Which Sensitivity Parameter Is Right for Omitted Variables?

In causal claims, the chain from cause to effect is only as strong as what we leave out. Economists have long wrestled with omitted-variable bias, the dreaded specter that lurks when a relevant factor isn’t observed or controlled. Across dozens, then hundreds, of studies, researchers have relied on sensitivity analyses to ask: how robust are my conclusions if unobserved variables matter more or less than the variables I can see? The problem, as Diegert, Masten, and Poirier show, is not just that there are many sensitivity parameters out there, but that there isn’t a universally good way to pick among them using the data alone. Their new paper (written with the Toulouse School of Economics and Georgetown and Duke collaboration) builds an axiomatic framework to compare these sensitivity measures themselves, independent of the data’s particular quirks. The result is a principled way to say which parameter makes sense to trust, and when certain popular choices might mislead more than they illuminate. The study behind this shift comes from the Toulouse School of Economics, with Paul Diegert as the lead author, along with Matthew A. Masten of Duke University and Alexandre Poirier of Georgetown University. They don’t just critique old tools; they propose a meta-toolkit for selecting sensitivity parameters that behave in predictable, defendable ways as the number of covariates grows.

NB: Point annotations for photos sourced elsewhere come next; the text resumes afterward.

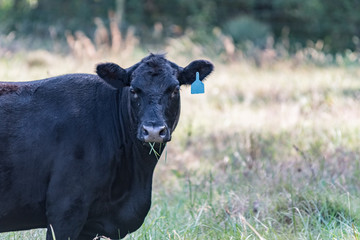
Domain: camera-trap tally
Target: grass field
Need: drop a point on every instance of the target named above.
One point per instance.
(266, 153)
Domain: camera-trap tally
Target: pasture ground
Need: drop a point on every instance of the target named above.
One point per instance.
(265, 153)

To appreciate what’s new, think about a long regression: you want to explain an outcome Y using a treatment X and a set of observed controls W1, while suspecting there are unobserved controls W2 that could tilt the estimate of X. The bias that arises from omitting W2 is OVB, omitted-variable bias. Traditional sensitivity analyses parameterize how strongly unobservables could influence the treatment and the outcome, then translate that into bounds on the long-run estimate. But different papers adopt different sensitivity parameters, and those parameters aren’t measured from the data. The data can’t tell you which parameter is correct; the best you can do is declare a prior or a benchmark. The authors of the new work argue that we should think of sensitivity parameters the way we think about estimators in classical statistics: by their sampling distributions under a designed random process that imitates how covariates might be observed or unobserved in practice. In short, they push for an axiomatic, design-based way to compare sensitivity parameters, not just to compare results under different assumptions.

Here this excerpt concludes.